Multi-processing Example

Scripting style

Start with working code that is clear, simple, and runs top to bottom. This is easy to develop and test incrementally.

import urllib.request

sites = [
    'https://www.yahoo.com/',
    'http://www.cnn.com',
    'http://www.python.org',
    'http://www.jython.org',
    'http://www.pypy.org',
    'http://www.perl.org',
    'http://www.cisco.com',
    'http://www.facebook.com',
    'http://www.twitter.com',
    'http://www.macrumors.com/',
    'http://arstechnica.com/',
    'http://www.reuters.com/',
    'http://abcnews.go.com/',
    'http://www.cnbc.com/',
]

for url in sites:
    with urllib.request.urlopen(url) as u:
        page = u.read()
        print(url, len(page))

Function style

import urllib.request

sites = [
    'https://www.yahoo.com/',
    'http://www.cnn.com',
    'http://www.python.org',
    'http://www.jython.org',
    'http://www.pypy.org',
    'http://www.perl.org',
    'http://www.cisco.com',
    'http://www.facebook.com',
    'http://www.twitter.com',
    'http://www.macrumors.com/',
    'http://arstechnica.com/',
    'http://www.reuters.com/',
    'http://abcnews.go.com/',
    'http://www.cnbc.com/',
]

def sitesize(url):
    ''' Determine the size of a website '''
    with urllib.request.urlopen(url) as u:
        page = u.read()
        return url, len(page)

for result in map(sitesize, sites):
    print(result)

Note

A good development strategy is to use map to test the code in a single process and single thread mode before switching to multi-processing.

What is parallelizeable?

A key pattern of thinking is to divide the world into to “lawn mowing” versus “baby making” – identifying tasks that are significantly parallelizeable versus those that are intrinsically serial.

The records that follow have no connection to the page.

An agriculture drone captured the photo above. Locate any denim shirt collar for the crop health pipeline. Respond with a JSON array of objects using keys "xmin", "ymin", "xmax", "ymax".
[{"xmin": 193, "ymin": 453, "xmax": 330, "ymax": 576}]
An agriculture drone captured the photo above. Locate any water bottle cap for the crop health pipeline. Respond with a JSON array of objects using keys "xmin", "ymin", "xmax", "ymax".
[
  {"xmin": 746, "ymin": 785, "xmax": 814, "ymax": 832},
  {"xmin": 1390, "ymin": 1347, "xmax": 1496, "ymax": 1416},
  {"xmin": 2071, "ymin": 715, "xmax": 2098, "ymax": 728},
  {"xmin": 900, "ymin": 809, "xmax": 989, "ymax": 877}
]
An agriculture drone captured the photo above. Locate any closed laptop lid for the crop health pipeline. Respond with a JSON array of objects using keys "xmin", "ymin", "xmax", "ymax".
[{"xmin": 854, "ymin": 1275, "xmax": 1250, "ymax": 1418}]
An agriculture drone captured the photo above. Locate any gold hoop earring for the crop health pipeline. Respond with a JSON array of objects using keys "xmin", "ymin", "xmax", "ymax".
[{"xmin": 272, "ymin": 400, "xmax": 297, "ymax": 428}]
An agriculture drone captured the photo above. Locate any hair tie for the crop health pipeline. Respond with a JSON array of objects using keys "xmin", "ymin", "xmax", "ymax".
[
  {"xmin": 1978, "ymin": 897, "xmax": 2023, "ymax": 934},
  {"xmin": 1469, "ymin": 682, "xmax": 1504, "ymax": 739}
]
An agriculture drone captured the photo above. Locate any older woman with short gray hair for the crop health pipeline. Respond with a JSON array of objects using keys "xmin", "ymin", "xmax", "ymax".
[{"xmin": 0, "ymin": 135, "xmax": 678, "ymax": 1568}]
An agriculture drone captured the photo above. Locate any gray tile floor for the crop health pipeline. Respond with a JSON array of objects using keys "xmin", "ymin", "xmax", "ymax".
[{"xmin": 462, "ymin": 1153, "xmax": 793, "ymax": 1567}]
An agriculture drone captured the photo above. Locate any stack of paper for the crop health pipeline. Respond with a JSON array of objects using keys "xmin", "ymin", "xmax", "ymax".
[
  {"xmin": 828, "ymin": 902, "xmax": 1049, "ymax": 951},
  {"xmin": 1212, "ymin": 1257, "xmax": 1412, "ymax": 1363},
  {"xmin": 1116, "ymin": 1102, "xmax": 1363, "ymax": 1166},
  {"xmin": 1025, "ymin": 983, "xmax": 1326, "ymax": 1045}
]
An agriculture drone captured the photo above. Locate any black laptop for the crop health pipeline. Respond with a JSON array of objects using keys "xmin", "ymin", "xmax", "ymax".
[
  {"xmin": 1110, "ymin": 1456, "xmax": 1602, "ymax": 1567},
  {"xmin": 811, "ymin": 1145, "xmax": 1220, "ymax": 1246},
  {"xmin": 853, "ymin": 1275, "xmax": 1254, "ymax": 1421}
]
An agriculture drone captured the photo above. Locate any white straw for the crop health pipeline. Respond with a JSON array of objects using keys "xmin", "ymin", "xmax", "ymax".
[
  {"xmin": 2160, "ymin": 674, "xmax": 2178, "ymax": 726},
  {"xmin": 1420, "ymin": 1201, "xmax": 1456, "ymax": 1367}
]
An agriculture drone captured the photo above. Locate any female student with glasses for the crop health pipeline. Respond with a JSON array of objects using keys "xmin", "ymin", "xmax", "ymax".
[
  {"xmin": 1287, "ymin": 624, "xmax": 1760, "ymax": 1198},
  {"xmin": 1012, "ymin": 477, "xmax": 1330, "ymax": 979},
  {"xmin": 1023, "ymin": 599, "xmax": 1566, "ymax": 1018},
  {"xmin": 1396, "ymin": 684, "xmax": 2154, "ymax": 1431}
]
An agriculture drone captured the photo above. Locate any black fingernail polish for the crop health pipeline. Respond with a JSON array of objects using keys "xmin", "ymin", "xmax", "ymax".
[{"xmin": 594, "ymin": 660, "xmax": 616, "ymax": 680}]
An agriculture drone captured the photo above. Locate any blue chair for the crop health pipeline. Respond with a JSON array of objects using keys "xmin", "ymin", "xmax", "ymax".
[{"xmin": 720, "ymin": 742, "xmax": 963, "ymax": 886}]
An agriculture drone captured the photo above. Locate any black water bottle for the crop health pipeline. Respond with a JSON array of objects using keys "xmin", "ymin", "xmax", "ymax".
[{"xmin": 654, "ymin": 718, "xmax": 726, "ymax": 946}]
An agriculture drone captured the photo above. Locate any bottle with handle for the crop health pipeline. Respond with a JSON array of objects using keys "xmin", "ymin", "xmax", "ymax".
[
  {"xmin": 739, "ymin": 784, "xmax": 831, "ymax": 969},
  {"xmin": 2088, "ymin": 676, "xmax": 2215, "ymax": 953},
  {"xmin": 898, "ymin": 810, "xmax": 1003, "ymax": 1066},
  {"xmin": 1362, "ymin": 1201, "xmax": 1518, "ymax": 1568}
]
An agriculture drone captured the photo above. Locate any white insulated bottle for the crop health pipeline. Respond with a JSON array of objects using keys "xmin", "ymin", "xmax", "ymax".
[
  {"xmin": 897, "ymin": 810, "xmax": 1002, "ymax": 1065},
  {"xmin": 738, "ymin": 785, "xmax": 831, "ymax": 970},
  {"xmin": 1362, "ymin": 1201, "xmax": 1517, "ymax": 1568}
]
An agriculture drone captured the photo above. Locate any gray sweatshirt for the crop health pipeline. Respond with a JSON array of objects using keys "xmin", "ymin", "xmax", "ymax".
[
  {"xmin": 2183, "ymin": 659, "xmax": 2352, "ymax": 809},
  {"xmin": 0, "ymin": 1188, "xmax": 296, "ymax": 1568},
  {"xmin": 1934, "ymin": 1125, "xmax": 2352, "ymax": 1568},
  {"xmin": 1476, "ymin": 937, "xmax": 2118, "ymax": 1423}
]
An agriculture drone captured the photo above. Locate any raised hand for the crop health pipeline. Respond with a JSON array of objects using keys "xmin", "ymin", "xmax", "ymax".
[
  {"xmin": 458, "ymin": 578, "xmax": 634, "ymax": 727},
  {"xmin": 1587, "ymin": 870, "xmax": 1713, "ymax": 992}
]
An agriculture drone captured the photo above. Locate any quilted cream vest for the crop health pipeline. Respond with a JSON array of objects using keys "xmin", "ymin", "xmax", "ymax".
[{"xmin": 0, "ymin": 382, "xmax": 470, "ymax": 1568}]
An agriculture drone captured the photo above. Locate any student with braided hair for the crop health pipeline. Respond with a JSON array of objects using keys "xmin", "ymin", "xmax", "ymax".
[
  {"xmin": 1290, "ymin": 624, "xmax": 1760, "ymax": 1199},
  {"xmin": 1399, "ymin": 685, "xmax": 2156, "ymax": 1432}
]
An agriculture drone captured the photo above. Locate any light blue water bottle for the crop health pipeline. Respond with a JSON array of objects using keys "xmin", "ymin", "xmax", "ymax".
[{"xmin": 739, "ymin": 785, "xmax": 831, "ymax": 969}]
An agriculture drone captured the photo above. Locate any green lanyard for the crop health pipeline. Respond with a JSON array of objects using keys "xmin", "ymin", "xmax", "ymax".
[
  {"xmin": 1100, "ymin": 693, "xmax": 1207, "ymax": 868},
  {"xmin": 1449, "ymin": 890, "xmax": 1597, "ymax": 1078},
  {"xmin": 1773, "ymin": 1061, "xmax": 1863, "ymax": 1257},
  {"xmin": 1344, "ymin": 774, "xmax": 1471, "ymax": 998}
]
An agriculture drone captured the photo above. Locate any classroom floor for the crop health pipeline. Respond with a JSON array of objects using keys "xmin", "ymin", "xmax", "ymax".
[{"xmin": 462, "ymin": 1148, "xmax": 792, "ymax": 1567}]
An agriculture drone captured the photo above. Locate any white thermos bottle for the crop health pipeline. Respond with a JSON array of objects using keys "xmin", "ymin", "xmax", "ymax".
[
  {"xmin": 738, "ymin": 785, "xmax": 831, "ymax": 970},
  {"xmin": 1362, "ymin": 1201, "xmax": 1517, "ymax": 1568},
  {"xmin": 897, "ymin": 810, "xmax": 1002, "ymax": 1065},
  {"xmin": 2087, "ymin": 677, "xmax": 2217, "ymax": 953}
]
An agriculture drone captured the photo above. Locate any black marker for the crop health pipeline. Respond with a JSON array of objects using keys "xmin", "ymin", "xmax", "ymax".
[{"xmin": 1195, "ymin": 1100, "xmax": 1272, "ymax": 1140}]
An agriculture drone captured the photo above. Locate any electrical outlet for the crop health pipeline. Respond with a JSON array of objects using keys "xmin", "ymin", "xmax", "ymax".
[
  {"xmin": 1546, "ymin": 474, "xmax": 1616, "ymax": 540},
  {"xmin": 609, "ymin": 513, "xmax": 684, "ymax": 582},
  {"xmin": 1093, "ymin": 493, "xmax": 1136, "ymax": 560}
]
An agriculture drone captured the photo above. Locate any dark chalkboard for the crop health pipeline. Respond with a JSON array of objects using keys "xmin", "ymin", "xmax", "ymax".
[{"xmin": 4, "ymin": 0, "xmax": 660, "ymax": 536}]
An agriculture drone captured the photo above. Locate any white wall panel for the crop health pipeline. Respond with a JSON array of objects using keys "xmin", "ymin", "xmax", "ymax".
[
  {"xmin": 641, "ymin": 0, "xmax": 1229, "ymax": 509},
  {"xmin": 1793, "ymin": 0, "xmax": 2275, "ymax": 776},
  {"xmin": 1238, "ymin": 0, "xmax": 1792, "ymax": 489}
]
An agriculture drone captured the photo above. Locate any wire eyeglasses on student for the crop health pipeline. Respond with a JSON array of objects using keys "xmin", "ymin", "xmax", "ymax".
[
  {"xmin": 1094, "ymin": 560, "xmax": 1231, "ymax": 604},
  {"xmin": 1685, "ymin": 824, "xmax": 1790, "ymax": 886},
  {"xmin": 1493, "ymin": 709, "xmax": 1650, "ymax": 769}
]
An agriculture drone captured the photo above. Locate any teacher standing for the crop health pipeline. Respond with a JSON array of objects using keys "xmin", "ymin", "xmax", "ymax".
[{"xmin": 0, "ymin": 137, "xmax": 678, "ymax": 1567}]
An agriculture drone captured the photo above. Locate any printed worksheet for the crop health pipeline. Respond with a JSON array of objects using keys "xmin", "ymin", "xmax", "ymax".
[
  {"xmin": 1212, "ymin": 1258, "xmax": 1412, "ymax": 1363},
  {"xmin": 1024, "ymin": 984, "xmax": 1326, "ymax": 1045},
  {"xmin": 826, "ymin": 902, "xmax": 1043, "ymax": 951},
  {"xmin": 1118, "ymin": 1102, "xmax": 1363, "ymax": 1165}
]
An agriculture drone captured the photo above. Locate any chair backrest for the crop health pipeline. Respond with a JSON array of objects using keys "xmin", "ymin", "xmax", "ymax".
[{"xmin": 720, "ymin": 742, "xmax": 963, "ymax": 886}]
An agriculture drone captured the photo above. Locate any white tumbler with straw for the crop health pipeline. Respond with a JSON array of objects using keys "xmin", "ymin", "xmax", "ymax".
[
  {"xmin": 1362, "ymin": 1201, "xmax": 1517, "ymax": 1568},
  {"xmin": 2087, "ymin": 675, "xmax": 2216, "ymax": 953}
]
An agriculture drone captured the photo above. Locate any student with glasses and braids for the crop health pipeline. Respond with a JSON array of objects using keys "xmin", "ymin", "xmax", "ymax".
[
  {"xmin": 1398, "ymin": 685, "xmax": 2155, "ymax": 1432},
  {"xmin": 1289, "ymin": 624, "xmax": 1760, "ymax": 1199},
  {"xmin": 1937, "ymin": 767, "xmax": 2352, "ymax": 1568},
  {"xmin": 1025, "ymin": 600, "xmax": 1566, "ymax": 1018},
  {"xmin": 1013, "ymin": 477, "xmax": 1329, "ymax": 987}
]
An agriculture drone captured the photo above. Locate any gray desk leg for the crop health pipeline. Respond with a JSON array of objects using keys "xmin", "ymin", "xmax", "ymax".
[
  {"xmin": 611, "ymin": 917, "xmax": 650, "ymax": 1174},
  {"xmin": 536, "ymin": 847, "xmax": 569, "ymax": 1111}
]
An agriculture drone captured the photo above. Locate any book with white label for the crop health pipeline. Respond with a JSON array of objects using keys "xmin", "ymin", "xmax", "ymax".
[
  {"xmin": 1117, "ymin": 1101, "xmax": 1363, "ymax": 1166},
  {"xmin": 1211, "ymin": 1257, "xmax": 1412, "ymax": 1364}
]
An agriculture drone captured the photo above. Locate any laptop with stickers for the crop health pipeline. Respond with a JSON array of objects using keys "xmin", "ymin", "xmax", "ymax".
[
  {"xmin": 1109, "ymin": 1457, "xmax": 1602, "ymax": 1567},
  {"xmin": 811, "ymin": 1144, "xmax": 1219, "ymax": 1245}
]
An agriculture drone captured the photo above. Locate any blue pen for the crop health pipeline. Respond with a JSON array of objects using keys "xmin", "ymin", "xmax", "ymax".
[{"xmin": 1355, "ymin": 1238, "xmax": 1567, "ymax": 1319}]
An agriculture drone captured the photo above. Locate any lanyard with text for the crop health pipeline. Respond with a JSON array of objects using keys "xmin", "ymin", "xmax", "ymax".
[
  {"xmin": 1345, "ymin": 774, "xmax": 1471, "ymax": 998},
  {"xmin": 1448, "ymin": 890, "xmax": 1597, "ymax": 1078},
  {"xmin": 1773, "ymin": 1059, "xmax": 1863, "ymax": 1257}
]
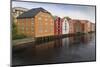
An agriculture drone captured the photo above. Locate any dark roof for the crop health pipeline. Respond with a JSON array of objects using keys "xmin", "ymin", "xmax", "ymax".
[{"xmin": 17, "ymin": 7, "xmax": 51, "ymax": 19}]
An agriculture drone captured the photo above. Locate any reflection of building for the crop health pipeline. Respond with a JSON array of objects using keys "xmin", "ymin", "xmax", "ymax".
[
  {"xmin": 81, "ymin": 33, "xmax": 93, "ymax": 43},
  {"xmin": 54, "ymin": 39, "xmax": 62, "ymax": 48},
  {"xmin": 17, "ymin": 7, "xmax": 54, "ymax": 37},
  {"xmin": 35, "ymin": 39, "xmax": 63, "ymax": 50},
  {"xmin": 12, "ymin": 7, "xmax": 28, "ymax": 23},
  {"xmin": 69, "ymin": 36, "xmax": 82, "ymax": 45},
  {"xmin": 35, "ymin": 41, "xmax": 55, "ymax": 50},
  {"xmin": 62, "ymin": 38, "xmax": 69, "ymax": 48},
  {"xmin": 68, "ymin": 36, "xmax": 75, "ymax": 45},
  {"xmin": 62, "ymin": 17, "xmax": 69, "ymax": 34},
  {"xmin": 54, "ymin": 16, "xmax": 62, "ymax": 36}
]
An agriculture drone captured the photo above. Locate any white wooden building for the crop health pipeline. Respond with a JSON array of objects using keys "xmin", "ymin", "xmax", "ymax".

Amdahl’s Law (according to wikipedia):

Amdahl’s law is often used in parallel computing to predict the theoretical speedup when using multiple processors. For example, if a program needs 20 hours using a single processor core, and a particular part of the program which takes one hour to execute cannot be parallelized, while the remaining 19 hours (p = 0.95) of execution time can be parallelized, then regardless of how many processors are devoted to a parallelized execution of this program, the minimum execution time cannot be less than that critical one hour. Hence, the theoretical speedup is limited to at most 20 times (1/(1 p) = 20). For this reason parallel computing is relevant only for a low number of processors and very parallelizable programs.

Detailed example:

def sitesize(url):
    ''' Determine the size of a website

    This is non-parallizeable:
    * UDP DNS request for the url
    * UDP DNS response
    * Acquire socket from the OS
    * TCP Connection:  SYN, ACK, SYN/ACK
    * Send HTTP Request for the root resource
    * Wait for the TCP response which is broken-up
      into packets.
    * Count the characters of the webpage

    This is a bit parallizeable:
    Do ten times in parallel (channel bonding):
        1) DNS lookup (UDP request and resp)
        1) Acquire the socket
        2) Send HTTP range requests
        3) The sections comes back in parallel
           across different pieces of fiber.
           http://stackoverflow.com/questions/8293687/sample-http-range-request-session
        4) Count the characters for a single
           block as received.
    Add up the 10 results!

    '''
    u = urllib.request.urlopen(url)
    page = u.read()
    return url, len(page)

Pools of processes

import urllib.request
from multiprocessing.pool import ThreadPool as Pool
# from multiprocessing.pool import Pool

sites = [
    'https://www.yahoo.com/',
    'http://www.cnn.com',
    'http://www.python.org',
    'http://www.jython.org',
    'http://www.pypy.org',
    'http://www.perl.org',
    'http://www.cisco.com',
    'http://www.facebook.com',
    'http://www.twitter.com',
    'http://www.macrumors.com/',
    'http://arstechnica.com/',
    'http://www.reuters.com/',
    'http://abcnews.go.com/',
    'http://www.cnbc.com/',
    'http://www.cnbc.com/',
]

def sitesize(url):
    ''' Determine the size of a website '''
    with urllib.request.urlopen(url) as u:
        page = u.read()
        return url, len(page)

pool = Pool(10)
for result in pool.imap_unordered(sitesize, sites):
    print(result)

Note

The imap_unordered is used to improve responsiveness.

Note

The use of imap_unordered is made possible by designing the function to return both its argument and its result as a tuple.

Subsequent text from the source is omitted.